There is usually limited information about VE available to ABSs of vaccination policy since VE trials typically report only a single overall VE, or VE conditioned on only one covariate (e.g., age)^6–8. Additionally, while it is possible to recover other conditional VEs from VE trial datasets, these datasets are not released to the public domain and they are difficult to obtain even under restrictions. Thus, ABSs of vaccination policy are not able to simulate the effects of co-existing diseases, medications, gender, and other socio-demographic characteristics of a population.

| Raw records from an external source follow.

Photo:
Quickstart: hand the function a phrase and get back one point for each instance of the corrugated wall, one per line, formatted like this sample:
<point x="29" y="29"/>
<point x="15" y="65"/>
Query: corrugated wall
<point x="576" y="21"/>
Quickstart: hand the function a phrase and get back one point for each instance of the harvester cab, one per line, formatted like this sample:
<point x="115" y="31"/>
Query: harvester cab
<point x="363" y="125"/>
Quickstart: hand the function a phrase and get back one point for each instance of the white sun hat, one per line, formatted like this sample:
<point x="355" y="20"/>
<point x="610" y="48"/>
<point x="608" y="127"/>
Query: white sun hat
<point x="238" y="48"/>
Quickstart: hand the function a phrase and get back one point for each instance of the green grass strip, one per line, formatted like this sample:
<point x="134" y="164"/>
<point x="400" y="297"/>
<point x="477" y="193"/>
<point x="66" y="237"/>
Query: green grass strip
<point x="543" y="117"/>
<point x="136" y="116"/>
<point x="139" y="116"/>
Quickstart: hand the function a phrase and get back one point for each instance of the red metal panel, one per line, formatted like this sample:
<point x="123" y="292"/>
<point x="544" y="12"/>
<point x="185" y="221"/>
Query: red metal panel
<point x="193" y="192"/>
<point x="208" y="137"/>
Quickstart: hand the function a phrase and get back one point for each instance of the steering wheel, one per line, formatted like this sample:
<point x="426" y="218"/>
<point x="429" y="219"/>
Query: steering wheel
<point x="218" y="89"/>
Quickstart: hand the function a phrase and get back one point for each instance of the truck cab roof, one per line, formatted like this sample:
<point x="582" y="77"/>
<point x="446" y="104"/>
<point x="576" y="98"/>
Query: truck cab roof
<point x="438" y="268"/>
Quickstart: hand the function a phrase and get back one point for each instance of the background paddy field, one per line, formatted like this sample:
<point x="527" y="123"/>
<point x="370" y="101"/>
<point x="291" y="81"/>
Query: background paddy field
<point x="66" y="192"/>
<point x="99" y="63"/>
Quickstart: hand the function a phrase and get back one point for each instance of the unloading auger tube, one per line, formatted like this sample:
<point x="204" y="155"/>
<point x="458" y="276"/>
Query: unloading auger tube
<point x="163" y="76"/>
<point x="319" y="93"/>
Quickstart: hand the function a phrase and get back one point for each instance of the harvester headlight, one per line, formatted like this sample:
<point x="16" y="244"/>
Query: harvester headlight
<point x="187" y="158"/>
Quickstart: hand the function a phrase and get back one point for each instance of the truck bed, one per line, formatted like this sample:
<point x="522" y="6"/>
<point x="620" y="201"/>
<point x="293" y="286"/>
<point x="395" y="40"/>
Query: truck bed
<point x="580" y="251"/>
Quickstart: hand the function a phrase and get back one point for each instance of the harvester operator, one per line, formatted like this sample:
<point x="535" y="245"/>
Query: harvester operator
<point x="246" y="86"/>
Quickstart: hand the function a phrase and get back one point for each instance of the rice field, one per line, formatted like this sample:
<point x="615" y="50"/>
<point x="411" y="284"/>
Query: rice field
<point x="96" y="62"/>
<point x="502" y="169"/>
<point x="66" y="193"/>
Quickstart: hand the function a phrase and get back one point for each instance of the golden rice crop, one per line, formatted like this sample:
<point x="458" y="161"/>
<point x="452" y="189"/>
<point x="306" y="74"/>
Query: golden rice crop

Therefore, our objective is to improve the information available about VE. In particular, we developed and evaluated a Bayesian network (BN) model as a compact representation of a VE trial dataset for use in an ABS of vaccination policy. A BN is a probabilistic model that encodes a joint probability distribution over all dataset variables. VE conditioned on any set of covariates can be estimated from a BN model of a VE trial dataset. We discuss the details of estimating VE from a BN model in Section 3.

The VE trial dataset that we used was collected in a study of a trivalent inactivated influenza vaccine (TIV), manufactured by GlaxoSmithKline (GSK) Biologicals, during the 2006–2007 influenza season in the Czech Republic and Finland⁸. We used two score-based BN learning algorithms in combination with multiple score functions to develop several BN models of the VE trial dataset, in addition to a naïve Bayes model as the baseline model. We evaluated the models in 10-fold cross validations to find the model that fits the dataset the best. We compared the VEs estimated from the best BN model to the VEs that we directly estimated from the dataset. Our results suggest that VE trials consider releasing a BN model of their datasets which contains significantly more information about VE compared to the tables they report in their publications.

2. Related Work

Previous studies have addressed the problem that a single VE may not apply to all individuals^9–15. The issue is usually referred to as heterogeneity in VE and has been investigated since 1915 when Greenwood and Yule⁹ noticed the problem. Longini et al.¹³ categorized the approaches to modeling the heterogeneity in VE into two groups: (1) by using stratification^{10, 12}, and (2) by allowing the susceptibility in vaccinated persons to follow a probability distribution^{11, 13, 16}. In the stratification approach, vaccinated individuals are stratified into a number of mutually exclusive groups and VE is estimated for each group. The number of strata in this approach is usually determined manually and depends on whether the heterogeneity in VE originates from the host characteristics or is vaccine-related¹². In the second approach, the vaccine effect on individuals follows a probability distribution. For example, Longini et al.¹³ defined a parameter, α, as a fraction of the vaccinated persons who may develop complete protection. The remaining fraction, 1 – α, may receive only partial protection. Their objective was to estimate α and the parameters for the distribution of individuals with partial protection from trial or observational data. To model VE, they used a frailty mixture model which is a class of survival models that allow some vaccinated individuals to be more susceptible than other vaccinees.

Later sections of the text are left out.